In excerpts of closed-door testimony conducted Oct. 12-13 to the House Select Coronavirus Subcommittee shared with The Hill, Birx said she felt the White House focus on campaigning took people’s time away, and distracted them from focusing on the pandemic.


“I felt like the White House had gotten somewhat complacent through the campaign season, and I wanted  to make sure that as soon as everyone was back the day after the election, that people would comprehensively reengage,” Birx told the panel.

Birx said the administration’s resistance to promoting basic public health mitigation resulted in more than 100,000 avoidable deaths. She said former President Trump did not do everything he could to try to stop the spread of the virus and save lives.

“I believe if we had fully implemented the mask mandates, the reduction in indoor dining, the getting friends and family to understand the risk of gathering in private homes, and we had increased testing, that we probably could have decreased fatalities into the 30 percent less to 40 percent less range,” Birx said.

More than 735,000 Americans have died from COVID-19, including more than 300,000 since President Biden took office.

Administration officials were not present at the White House, and nobody was holding consistent COVID meetings, Birx said.

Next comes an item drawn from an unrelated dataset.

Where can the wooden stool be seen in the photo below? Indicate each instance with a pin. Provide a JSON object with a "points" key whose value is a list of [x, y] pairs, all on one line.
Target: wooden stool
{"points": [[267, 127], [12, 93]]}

Instead, they were traveling across the country to campaign. 

“They were actively campaigning and not as present in the White House as previously,” Birx said.

During the summer of 2020, Birx left Washington and began meeting with state and local leaders to discuss mask-wearing, physical distancing and other mitigation measures she said Trump did not want her speaking about to the American public from the White House podium.

Birx told the House panel that the White House was not in sync with its messaging, and she was frustrated that her warnings continued to be ignored.

“Do I think that we could have done more on unified messaging coming out of the White House?  Do I think we could have done more on — very early on showing the efficacy of masks?  Yes.  And I think that would have decreased the confusion,” Birx said.

Birx did not immediately respond to a request for comment.

Birx was one of Trump’s top health advisers. Since leaving the administration, she has expressed regret for how she handled her role as head of the White House coronavirus task force and has accused former administration officials of censoring her warnings about the severity of the pandemic.

Birx drew criticism last year for praising Trump’s understanding of the data on the pandemic as well as her failure to push back in spring of last year when Trump made false claims about people injecting disinfectant as a means to treat the virus.

Her interview comes amid the House panel’s investigation into political interference in the pandemic response from the Trump administration.

“President Trump’s prioritization of politics, contempt for science, and refusal to follow the advice of public health experts undermined the nation’s ability to respond effectively to the coronavirus crisis,” the panel’s chairman Rep. James Clyburn (D-S.C.) said in a statement. “The Trump White House’s prioritization of election year politics over the pandemic response — even as cases surged last fall — is among the worst failures of leadership in American history.”